In Japan, the news was particularly encouraging. The composite PMI, which takes account of both manufacturing and the services sector, jumped to 53.2 points in March from 50.2 in February to overwhelm expectations for a rise to 51.1 points.
This better economic news, plus expectations that the recently refurbished Bank of Japan management will strive to meet its objective of delivering inflation of 2 per cent, saw the Nikkei stock index jump a hefty 3 per cent. There is an expectation in financial markets, driven by the policy agenda of Prime Minister Shinzo Abe, that the BoJ will deliver open-ended bond purchases to flood the economy with cash and liquidity. The expectation, or hope, is that some of this excess liquidity will find its way into the real economy, boosting asset prices and with it consumer prices. Certainly the recent trends in the Nikkei suggest some success in this strategy.
The Japanese government bond market has reacted to the promise of almost unlimited cash flows from the BoJ by driving yields to the lowest level in a decade and they are not far from all-time lows. It is extraordinary that 10-year government bonds are yielding 0.56 per cent while the 5-year yield is 0.13 per cent. But this is the market giving the promised BoJ action to flood the economy with cash some credibility.
The HSBC services PMI in China also rose solidly, to 54.3 points in March from 52.1 points in February to be at a fresh six-month high.
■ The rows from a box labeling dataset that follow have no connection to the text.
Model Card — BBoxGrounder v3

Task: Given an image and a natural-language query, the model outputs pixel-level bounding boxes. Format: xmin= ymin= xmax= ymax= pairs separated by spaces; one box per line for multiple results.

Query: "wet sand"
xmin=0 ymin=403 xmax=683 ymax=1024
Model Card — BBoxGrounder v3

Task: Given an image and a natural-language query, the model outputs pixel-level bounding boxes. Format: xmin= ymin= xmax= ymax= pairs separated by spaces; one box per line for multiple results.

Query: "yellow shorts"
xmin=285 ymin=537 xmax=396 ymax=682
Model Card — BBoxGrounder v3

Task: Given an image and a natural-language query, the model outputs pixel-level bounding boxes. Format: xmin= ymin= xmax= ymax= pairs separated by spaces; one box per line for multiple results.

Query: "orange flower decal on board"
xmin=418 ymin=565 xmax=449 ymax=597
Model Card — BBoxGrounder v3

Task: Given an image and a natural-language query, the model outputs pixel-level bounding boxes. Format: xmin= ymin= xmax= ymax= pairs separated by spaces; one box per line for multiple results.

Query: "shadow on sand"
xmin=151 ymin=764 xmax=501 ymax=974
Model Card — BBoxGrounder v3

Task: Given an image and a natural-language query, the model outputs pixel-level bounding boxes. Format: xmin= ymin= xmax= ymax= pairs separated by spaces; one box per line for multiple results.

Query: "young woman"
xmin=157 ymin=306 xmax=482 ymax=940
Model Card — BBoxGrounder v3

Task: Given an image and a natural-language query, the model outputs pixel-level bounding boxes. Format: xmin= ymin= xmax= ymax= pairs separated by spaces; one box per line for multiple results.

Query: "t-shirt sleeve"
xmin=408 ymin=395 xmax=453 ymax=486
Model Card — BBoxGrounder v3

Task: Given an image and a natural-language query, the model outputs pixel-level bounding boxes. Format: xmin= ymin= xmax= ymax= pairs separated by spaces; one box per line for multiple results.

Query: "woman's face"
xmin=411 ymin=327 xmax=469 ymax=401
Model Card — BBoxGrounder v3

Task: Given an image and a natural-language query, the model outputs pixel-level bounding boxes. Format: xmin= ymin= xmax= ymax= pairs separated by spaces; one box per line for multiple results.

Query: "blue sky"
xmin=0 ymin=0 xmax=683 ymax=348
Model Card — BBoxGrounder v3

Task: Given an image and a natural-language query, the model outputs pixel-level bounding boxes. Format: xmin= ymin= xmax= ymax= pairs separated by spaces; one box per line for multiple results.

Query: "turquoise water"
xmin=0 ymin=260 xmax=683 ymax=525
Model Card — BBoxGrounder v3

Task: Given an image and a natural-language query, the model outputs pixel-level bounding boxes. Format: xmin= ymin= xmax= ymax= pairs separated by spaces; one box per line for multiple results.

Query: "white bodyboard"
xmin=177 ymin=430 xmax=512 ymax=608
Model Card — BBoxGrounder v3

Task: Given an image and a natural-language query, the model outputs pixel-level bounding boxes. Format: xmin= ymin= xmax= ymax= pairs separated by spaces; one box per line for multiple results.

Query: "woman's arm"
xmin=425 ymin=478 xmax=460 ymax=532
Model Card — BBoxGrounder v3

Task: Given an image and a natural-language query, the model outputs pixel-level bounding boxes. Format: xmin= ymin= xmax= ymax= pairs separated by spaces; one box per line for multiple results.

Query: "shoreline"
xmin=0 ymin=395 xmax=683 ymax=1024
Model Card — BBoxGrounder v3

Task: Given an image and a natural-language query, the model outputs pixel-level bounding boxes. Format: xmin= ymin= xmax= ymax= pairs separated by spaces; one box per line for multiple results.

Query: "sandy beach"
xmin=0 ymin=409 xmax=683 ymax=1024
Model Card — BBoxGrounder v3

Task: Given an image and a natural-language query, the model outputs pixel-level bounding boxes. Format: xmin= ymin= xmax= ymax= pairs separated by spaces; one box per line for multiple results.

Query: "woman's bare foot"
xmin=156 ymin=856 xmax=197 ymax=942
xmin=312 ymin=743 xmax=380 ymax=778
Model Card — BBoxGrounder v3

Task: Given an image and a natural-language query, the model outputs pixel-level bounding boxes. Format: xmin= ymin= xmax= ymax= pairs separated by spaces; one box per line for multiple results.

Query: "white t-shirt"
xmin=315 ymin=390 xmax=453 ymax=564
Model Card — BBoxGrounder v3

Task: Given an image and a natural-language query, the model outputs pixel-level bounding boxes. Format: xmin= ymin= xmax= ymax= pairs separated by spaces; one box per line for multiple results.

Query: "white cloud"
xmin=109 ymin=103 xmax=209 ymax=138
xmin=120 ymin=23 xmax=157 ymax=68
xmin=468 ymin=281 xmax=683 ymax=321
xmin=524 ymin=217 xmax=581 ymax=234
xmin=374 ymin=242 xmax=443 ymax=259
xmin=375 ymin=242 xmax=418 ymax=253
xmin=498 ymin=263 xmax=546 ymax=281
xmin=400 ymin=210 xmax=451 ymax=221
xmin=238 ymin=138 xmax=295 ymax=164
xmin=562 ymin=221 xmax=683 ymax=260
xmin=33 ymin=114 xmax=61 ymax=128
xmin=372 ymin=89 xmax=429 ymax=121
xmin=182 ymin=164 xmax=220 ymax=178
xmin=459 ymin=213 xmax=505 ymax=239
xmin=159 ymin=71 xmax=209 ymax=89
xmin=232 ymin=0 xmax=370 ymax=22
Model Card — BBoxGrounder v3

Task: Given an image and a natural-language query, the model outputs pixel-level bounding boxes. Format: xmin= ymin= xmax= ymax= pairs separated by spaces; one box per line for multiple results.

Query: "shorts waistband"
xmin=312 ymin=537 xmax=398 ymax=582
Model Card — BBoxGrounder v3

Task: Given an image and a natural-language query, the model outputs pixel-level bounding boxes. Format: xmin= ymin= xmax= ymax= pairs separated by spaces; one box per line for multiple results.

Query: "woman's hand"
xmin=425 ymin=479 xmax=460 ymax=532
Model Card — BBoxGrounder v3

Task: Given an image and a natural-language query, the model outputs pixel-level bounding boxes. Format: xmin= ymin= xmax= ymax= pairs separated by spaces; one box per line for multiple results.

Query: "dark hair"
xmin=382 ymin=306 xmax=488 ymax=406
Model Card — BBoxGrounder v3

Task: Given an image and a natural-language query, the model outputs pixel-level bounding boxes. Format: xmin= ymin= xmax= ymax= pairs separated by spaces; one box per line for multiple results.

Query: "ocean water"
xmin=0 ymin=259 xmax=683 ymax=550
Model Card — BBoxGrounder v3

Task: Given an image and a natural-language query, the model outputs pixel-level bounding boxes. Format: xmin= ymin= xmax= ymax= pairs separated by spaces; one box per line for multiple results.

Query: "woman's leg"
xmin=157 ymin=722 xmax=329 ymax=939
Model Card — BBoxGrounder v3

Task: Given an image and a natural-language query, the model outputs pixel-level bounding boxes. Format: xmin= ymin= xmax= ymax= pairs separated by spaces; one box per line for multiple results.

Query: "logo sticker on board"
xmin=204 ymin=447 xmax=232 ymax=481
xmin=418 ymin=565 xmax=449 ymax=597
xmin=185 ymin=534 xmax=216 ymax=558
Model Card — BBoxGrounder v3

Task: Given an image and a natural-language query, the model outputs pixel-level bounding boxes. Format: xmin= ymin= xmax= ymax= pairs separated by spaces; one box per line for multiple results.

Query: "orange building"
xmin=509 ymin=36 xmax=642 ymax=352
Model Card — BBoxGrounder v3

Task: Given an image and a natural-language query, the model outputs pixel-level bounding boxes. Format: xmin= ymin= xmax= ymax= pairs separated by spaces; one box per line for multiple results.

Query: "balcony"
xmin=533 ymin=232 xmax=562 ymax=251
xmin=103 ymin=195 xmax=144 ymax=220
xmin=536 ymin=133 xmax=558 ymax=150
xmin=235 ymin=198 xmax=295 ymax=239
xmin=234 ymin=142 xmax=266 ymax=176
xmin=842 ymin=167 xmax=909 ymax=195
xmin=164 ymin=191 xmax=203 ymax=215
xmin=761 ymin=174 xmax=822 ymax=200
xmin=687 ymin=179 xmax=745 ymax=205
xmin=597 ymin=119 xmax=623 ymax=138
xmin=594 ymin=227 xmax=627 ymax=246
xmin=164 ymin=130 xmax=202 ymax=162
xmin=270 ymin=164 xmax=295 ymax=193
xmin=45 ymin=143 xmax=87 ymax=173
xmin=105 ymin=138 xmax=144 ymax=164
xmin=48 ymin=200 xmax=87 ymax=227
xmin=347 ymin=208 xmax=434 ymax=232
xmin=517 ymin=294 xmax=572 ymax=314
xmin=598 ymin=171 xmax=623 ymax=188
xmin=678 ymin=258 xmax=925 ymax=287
An economist with HSBC, Qu Hongbin, said the PMI result confirmed that “a broad-based gradual growth recovery is on its way” implying that the consensus forecasts for GDP growth above 8 per cent for 2013 remain on the cards. Earlier this week, the official manufacturing PMI for China rose to an 11-month high of 50.9 points to support the more upbeat view on China.
The main disappointment of the 'big three' in Asia was for India, which is clearly struggling with a tight monetary policy, fiscal problems and a troublesome current account position. The HSBC composite PMI for India fell to 51.4 points in March, a sharp decline from a reading of 54.8 in February. While the Indian Sensex stock index is still well above the levels of a year ago, it has fallen by around 7 per cent since late January reflecting the ongoing concerns about the growth and policy outlook.
Amid this news, commodity prices have resumed a downward bias. The Reserve Bank index of commodity prices, which was released earlier this week, showed a 1.5 per cent drop in Australian commodity prices in March in US dollar terms, a fall that partly unwinds what was a moderate price lift between October 2012 and February 2013. The March level for the index was a significant 20.9 per cent down on the July 2011 peak in US dollar terms, while in Australian dollar terms, the fall from the peak is 19.5 per cent.
Other commodity prices are also weakening – overnight the price of oil, gold, iron ore and copper were all well below recent peaks. Indeed, the copper price has fallen almost 10 per cent since February while the gold price, at around US$1,550 an ounce, is down around 12 per cent from the September level and it looks like a true bubble that is bursting.
While the softness in the overall commodity price picture is probably driven in large part by a global supply response, something I covered last month (Heavy going for lead-footed commodities, March 12), there may also be an element of global macroeconomic trends with the better economic news skewed towards services and not so much in manufacturing.
There is no doubt that so far in 2013, the global economy has exceeded most expectations in terms of the growth performance, even though there has been a wide gap between the strong and weak countries.
That uneven performance is set to continue through the year although it is very encouraging to see most of the largest economies in the world being on the stronger side of the ledger.